You ask me for the second, and we repeat the process. I’m pretty quick to catch on to what’s happening, so while you’re looking at card #2, I grab the third card and put it in my pocket.
You ask for the third, which I quickly grab out of my pocket, see it’s not a Club, and show it to you. Once again, while you’re looking at card #3, I put the fourth card in my pocket, since I know what you’re going to ask for next. (My pocket can only hold one card.)
You ask for the fourth, I look at it in my pocket, and see that it’s the Three of Clubs. I tell you that, no, you’re not allowed to see this card, and I put it back in my pocket.
I left the card in my pocket/cache. You can now use the technique above to calculate what’s in my pocket without seeing it.
Spectre gets its name from a CPU optimization technique known as “speculative execution”. It sounds like so much magic, but as it runs programs, a CPU attempts to guess or “speculate” what might be needed, before it’s clear whether or not that need will arise.
Back to our deck of 52 cards. You’re still not allowed to see any of the Clubs. This time, however, all the suits in the deck are sorted together — all the Hearts, then the Diamonds, then the Clubs, and lastly the Spades — but within each suite, cards are in random order. You know the order the suits will come in, but you don’t know what value each card will have.
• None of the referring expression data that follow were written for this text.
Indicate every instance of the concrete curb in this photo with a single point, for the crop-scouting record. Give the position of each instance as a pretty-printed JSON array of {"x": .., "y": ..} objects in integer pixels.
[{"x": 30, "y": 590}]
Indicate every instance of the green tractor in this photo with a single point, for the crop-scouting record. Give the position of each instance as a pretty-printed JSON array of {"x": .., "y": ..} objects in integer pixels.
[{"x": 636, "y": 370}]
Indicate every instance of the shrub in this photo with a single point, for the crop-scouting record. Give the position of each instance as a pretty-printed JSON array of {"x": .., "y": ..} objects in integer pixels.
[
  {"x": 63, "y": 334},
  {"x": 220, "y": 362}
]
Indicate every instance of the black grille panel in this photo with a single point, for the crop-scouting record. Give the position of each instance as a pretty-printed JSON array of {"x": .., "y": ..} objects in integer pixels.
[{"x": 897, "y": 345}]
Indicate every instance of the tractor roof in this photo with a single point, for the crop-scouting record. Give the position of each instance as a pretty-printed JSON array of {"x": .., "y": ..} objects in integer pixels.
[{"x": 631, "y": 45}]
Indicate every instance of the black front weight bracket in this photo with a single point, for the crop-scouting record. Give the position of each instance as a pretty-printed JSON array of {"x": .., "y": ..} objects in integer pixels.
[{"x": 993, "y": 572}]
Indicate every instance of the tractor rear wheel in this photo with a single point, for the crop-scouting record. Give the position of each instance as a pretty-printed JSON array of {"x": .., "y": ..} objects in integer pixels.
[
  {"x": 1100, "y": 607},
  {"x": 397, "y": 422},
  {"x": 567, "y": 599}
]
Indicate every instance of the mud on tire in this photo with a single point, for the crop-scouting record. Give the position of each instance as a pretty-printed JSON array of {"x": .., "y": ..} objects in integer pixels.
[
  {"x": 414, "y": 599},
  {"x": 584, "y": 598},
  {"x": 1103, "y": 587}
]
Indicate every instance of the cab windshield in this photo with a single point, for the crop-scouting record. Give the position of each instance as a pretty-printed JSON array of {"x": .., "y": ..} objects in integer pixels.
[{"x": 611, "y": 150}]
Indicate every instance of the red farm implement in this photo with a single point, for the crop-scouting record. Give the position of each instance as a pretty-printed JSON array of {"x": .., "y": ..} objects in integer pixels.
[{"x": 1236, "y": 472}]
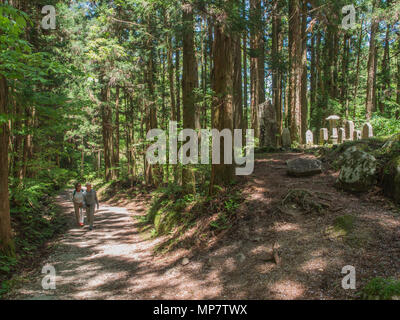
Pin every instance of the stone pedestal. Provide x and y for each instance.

You ask me for the first card and, since it’s not a Club, I grab it from the deck, show it to you (it’s a Heart), and put it back.
You then ask me for the fourth card in the deck. Since it’s also not a Club, I grab it, show it to you (Heart), and put it back.
You then ask me for the eighth card in the deck. Since it too is not a Club, I grab it, show it to you (Heart), and put it back.
But I’m sensing a pattern here. I speculate you’re about to ask for the 12th card, so while you’re looking at the eighth, I grab the 12th (another Heart), and put it in my pocket/cache.
Sure enough, you ask for the 12th card. I quickly grab it from my pocket and show it to you. I speculate that the 16th card (we’ve moved into Diamonds by now) is what you’ll want next, and place that in my pocket while you look at #12.
This pattern works quite nicely until you’re about to ask for the 28th card. Thinking you’re about to ask for that card, which would be one of the Clubs, I put it in my pocket. You haven’t asked for it yet — so I haven’t told you that you can’t see it — it’s just my speculation that put it into my pocket.
But you don’t ask for it. You stop.
You’ve successfully placed something into my pocket/cache that you’re not supposed to see: the Two of Clubs.
You now use the method we discussed above to calculate what it is without needing to see it.
Both Meltdown and Spectre rely on performance optimization techniques used by the CPU. In one case, it leverages the CPU’s ability to say, “I know what you’re going to do next, so I’ll get it ready for you”, and the other takes advantage of the CPU’s ability to say, “I’m guessing you’re going to do this next, so I’ll have that ready for you just in case.”
As you might expect, mitigating these vulnerabilities will have an impact on performance. Some of the assumptions, techniques, and optimizations that the CPU can make will have to be avoided.
Speaking of speculation, estimates gauging the performance impact of avoiding these problems run wild – possibly making things anywhere from 5% to 30% slower. The reality is there is no single number: it depends on exactly how you use your computer and how your software was written.
Honestly, I expect most of us won’t notice a thing.
As long as we keep our software updated, of course.